Cappadocia da scoprire e gustare!
La Cappadocia entra nella Guida MICHELIN 2026: la cucina anatolica conquista una nuova geografia del gusto.
Con l’edizione 2026 della Guida MICHELIN, la Cappadocia entra ufficialmente nel racconto internazionale dell’alta gastronomia. Dopo Istanbul, İzmir e Muğla, la celebre regione dell’Anatolia centrale diventa una nuova destinazione gastronomica riconosciuta, portando sotto i riflettori una cucina profondamente radicata nel territorio e oggi capace di dialogare con i linguaggi della contemporaneità.

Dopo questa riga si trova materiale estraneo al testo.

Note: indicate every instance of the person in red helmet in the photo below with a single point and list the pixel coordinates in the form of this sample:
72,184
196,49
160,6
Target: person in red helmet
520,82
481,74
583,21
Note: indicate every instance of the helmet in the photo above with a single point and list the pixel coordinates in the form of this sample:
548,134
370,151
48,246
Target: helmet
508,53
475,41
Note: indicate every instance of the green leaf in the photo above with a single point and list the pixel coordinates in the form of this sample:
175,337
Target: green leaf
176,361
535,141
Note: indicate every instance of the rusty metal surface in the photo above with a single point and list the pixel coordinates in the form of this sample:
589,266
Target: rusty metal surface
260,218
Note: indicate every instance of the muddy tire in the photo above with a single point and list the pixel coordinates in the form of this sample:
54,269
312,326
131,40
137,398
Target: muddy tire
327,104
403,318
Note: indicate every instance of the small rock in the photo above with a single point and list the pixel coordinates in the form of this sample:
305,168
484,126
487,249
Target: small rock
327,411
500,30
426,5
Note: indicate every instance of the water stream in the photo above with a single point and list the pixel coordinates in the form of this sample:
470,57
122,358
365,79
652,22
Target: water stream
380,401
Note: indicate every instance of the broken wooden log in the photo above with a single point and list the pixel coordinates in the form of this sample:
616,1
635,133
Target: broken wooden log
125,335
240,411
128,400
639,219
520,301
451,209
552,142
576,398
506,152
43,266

Terra agricola dalla grande ricchezza enogastronomica
Un ingresso che va oltre la semplice selezione di ristoranti, perché quello della Cappadocia è il riconoscimento di un sistema culturale e agricolo complesso, costruito nei secoli su un equilibrio tra paesaggio, risorse naturali e saperi tramandati. Un territorio scolpito dal tempo e dalla roccia vulcanica che oggi si racconta anche a tavola, attraverso una proposta gastronomica coerente, identitaria e sorprendentemente moderna. Famosa nel mondo per i camini delle fate, le città sotterranee e i voli in mongolfiera all’alba, la Cappadocia rivela nella selezione della prestigiosa guida un altro volto: quello di una terra agricola fertile, segnata da vigneti storici, orti familiari e tecniche di cottura antiche come il tandır e il forno a legna.

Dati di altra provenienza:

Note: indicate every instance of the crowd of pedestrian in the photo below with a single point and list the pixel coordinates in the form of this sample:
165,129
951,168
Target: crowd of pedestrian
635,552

Una tradizione contadina raffinata
Sono 18 i ristoranti selezionati nella MICHELIN, indirizzi che restituiscono una cucina che nasce dalla terra e segue il ritmo delle stagioni. Verdure locali, legumi, cereali, carni cotte lentamente, frutta secca e spezie delicate compongono piatti che parlano di una tradizione contadina raffinata, oggi reinterpretata con sensibilità contemporanea e crescente attenzione alla sostenibilità. Tra le preparazioni più emblematiche spicca il testi kebabı, probabilmente il piatto-simbolo di un viaggio gastronomico in Cappadocia. Preparato in vasi di terracotta e cotto lentamente nel forno tandır, viene servito rompendo il recipiente davanti agli ospiti. E poi tante ricette tradizionali come il kayısı yahnisi (stufato di carne e albicocche secche), le mele cotogne ripiene con carne e frutta secca, o l’ağpakla stufato di fagioli bianchi e carne cotto in terracotta. I dolci chiudono il percorso con preparazioni legate alle festività e alla tradizione: fichi cotti nel burro, dessert di zucca, halva rustiche come il dolaz e il baklava “Damat” di Ürgüp, riservato alle grandi occasioni.

E ancora vini, formaggi e identità agricola
Il suolo vulcanico, l’altitudine e le forti escursioni termiche rendono la Cappadocia un territorio storicamente vocato alla viticoltura. I vini della regione nascono da vitigni autoctoni come Boğazkere, Narince ed Emir – quest’ultimo considerato l’uva simbolo della Cappadocia – e trovano oggi spazio crescente nelle carte dei ristoranti selezionati. Fresco, minerale e naturalmente acido, l’Emir accompagna con equilibrio la cucina locale. Anche la tradizione casearia contribuisce a definire l’identità del territorio: dal Niğde Mavisi al celebre Divle Obruk, stagionato in grotte naturali, i formaggi diventano ingredienti narrativi, capaci di collegare passato e presente.